Consider the stochastic differential equation,

dS_t = \mu S_tdt + \sigma S_tdW_t, for all t \in [0, T],

where \{W_t\}_{t\geq0} is a standard Brownian motion, \mu, \sigma and S_0 are positive constants. Derive the unique solution to the above SDE . Calculate \mathbb{E}[S_t] and Var[S_t].

Skipping working the unique solution is...

S_t = S_0e^{(\mu - \tfrac{\sigma^2}{2})t - \sigma W_t}.

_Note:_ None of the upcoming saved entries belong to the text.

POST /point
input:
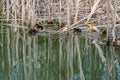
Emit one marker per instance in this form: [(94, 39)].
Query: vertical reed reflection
[(24, 56), (8, 52)]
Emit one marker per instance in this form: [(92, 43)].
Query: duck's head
[(93, 28), (37, 27), (103, 31)]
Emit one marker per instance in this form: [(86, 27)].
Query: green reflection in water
[(55, 57)]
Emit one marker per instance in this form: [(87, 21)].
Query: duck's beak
[(90, 27)]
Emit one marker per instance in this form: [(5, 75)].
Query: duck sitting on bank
[(35, 29), (102, 31)]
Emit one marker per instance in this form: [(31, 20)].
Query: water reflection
[(55, 57)]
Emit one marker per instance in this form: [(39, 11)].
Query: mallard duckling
[(93, 28), (49, 22), (35, 29), (38, 27), (77, 30), (103, 31)]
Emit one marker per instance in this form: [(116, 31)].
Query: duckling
[(35, 29), (77, 30), (103, 31), (93, 28)]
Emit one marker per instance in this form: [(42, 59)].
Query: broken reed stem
[(114, 20)]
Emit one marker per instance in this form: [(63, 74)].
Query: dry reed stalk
[(100, 52), (114, 21), (96, 2), (79, 58), (77, 9)]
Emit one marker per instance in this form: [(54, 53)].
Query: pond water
[(56, 57)]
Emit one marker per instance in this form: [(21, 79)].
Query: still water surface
[(56, 57)]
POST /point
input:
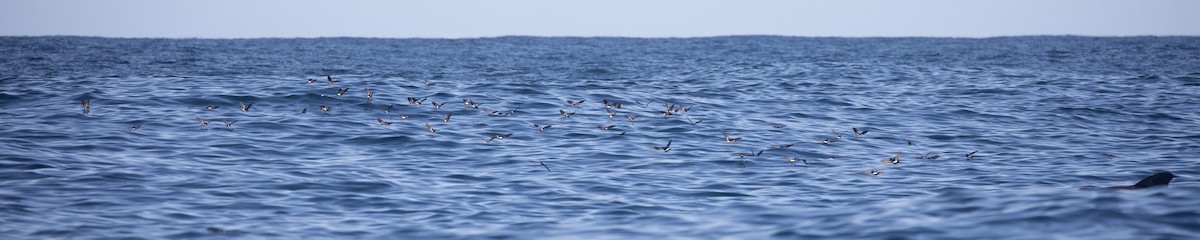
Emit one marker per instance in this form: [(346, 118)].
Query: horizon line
[(599, 36)]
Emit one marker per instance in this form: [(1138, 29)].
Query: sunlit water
[(1043, 113)]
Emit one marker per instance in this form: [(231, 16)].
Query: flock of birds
[(610, 107)]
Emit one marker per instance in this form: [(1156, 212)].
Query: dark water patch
[(1041, 112)]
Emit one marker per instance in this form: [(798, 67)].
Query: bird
[(826, 141), (245, 107), (727, 138), (666, 148), (135, 127), (893, 160), (751, 154), (203, 124), (87, 106), (857, 133), (683, 108), (498, 136)]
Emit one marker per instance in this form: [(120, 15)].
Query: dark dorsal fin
[(1155, 180)]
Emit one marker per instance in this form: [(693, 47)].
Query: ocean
[(753, 126)]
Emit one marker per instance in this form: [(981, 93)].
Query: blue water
[(1044, 114)]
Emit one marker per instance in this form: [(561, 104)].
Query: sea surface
[(1048, 117)]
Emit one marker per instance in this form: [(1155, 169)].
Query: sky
[(625, 18)]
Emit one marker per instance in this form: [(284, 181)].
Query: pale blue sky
[(633, 18)]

Now to find the expectation and variance. I've realized that a lot of the things I do I do because I have seen them in lectures or done them in other questions but I now realize I have no idea why they are true.

\mathbb{E}[S_t] = \mathbb{E}[S_0e^{(\mu - \tfrac{\sigma^2}{2})t - \sigma W_t}] = S_0e^{\mu t}\mathbb{E}[e^{-\tfrac{\sigma^2}{2}t - \sigma W_t}] =S_0\mu. Now why is that last step true?

My guess is something to do with...

\mathbb{E}[W_t] = 0

But I don't know what to do with the \sigma although I assume that it eventually comes out to be e^0 = 1.

Now the variance...

The way my lecturer does it is to calculate Var[S_t] = \mathbb{E}[(S_t - \mathbb{E}[S_t])^2] but I always calculate \mathbb{E}[S_t^2] instead then do the usual subtraction of (\mathbb{E}[S_t])^2.

So, I get...

\mathbb{E}[S_t^2] = \mathbb{E}[S_0^2e^{2(\mu - \tfrac{\sigma^2}{2})t + 2 \sigma W_t}].

= S_0^2 e^{2\mu t}\mathbb{E}[e^{-\sigma^2 t + 2 \sigma W_t}] but now I am not sure how to justify the next step.

= S_0^2 e^{2\mu t}e^{-\sigma^2 t} (actually should that be e^{\sigma^2 t}..?!?)